Sekar duduk di bangku kayu panjang, membelakangi meja.
“Ada,” sahut pedagang sambil menyodorkan betadine.
“Sekalian handiplasnya tiga,” pinta Hamzah. Segera dikeluarkannya obat luka dari kemasan. Memotong ujung tutup botol plastiknya dengan belati agar berlubang. “Sekalian kapas, mas,” pintanya lagi.
Pedagang yang baru saja memberikan handiplas, bergegas mencari kapas. Jadi sibuk juga melayani Hamzah.
“Aduh. Pelan-pelan dong! Sakit nih!” Sekar merintih, saat Hamzah merekatkan handiplas yang ke-3 di atas luka.
 “Kamu tinggal dimana?”
Sekar menoleh ke Hamzah. Ia tidak percaya, gunung es itu mulai lumer.
“Jembatan lima.”
“Alah! Aku kira dari planet Mars, Pluto atau negeri antah berantah. Ini masih Harmoni, neng. Di depan sana jalan Hayammuruk, masih kawasan Kota. Kenapa tadi merengek-rengek tidak tahu arah jalan pulang, segala?” hardik Hamzah. “Cepat habiskan minumanmu, aku antar ke depan. Pakai taksi saja, hari sudah hampir pagi.”

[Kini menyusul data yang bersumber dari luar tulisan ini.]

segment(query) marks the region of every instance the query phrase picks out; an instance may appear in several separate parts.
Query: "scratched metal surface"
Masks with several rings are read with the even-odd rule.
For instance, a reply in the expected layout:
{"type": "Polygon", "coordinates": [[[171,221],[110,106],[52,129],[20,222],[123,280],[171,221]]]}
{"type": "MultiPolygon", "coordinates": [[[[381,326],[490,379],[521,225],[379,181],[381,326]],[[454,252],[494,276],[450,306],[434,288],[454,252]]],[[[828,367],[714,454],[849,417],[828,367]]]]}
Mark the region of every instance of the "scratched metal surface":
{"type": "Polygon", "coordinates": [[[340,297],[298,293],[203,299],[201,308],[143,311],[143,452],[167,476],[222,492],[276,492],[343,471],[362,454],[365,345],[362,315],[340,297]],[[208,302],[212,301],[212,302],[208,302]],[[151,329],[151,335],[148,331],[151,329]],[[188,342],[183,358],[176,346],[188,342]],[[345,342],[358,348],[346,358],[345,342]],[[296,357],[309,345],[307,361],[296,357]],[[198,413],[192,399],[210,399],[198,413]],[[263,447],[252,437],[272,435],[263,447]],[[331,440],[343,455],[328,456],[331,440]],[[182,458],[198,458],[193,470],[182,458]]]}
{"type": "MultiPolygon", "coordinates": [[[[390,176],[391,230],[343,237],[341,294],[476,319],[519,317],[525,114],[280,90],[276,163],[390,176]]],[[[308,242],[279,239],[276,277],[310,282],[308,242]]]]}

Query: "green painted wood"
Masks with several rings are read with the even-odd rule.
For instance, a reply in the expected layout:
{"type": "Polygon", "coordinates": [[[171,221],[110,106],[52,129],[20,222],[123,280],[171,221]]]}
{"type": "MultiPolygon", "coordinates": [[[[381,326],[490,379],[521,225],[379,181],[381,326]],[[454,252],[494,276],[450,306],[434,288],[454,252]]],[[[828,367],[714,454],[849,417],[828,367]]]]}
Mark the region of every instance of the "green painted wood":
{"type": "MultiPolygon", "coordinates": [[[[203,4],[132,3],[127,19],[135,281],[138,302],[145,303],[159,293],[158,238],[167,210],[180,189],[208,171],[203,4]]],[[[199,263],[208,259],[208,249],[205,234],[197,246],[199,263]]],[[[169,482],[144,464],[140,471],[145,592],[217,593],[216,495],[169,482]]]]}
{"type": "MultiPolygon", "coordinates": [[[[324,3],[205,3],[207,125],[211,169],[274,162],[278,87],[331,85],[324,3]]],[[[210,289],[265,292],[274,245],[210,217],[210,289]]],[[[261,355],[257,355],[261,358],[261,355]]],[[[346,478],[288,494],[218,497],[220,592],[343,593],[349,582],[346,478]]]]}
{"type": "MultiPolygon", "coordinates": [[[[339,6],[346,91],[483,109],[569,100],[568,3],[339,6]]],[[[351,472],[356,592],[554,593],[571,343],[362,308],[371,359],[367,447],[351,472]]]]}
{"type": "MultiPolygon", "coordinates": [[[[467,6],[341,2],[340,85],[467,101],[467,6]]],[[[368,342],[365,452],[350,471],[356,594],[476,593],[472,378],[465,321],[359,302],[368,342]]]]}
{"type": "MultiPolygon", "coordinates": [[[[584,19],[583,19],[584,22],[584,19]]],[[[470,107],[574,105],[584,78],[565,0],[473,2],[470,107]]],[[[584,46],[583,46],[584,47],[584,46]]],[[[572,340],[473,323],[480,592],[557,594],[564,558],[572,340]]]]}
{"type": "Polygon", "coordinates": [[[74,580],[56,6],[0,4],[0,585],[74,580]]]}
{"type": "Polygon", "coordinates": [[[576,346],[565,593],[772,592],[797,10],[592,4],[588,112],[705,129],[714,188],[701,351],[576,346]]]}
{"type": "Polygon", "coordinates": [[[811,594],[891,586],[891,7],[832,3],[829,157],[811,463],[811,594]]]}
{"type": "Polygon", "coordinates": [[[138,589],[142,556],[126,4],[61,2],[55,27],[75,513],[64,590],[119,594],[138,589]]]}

Hamzah membayar semuanya, walau Sekar mencegah. Keduanya beranjak pergi. Menelusuri selasar ruko yang sepi.
Dari sebuah lorong kecil yang gelap, bermunculan 5 orang lelaki berjaket hitam menghentikan langkah Hamzah. Salah seorang dari mereka mendekap tubuh Hamzah dari belakang. Satu orang lagi menghantam perut Hamzah dengan kepalnya yang bulat lagi keras. Hamzah meringis. Sakitnya tak terhingga. Seisi perutnya terasa hancur lebur.
“Tolong!” teriak Sekar, berharap ada orang yang mendengarnya.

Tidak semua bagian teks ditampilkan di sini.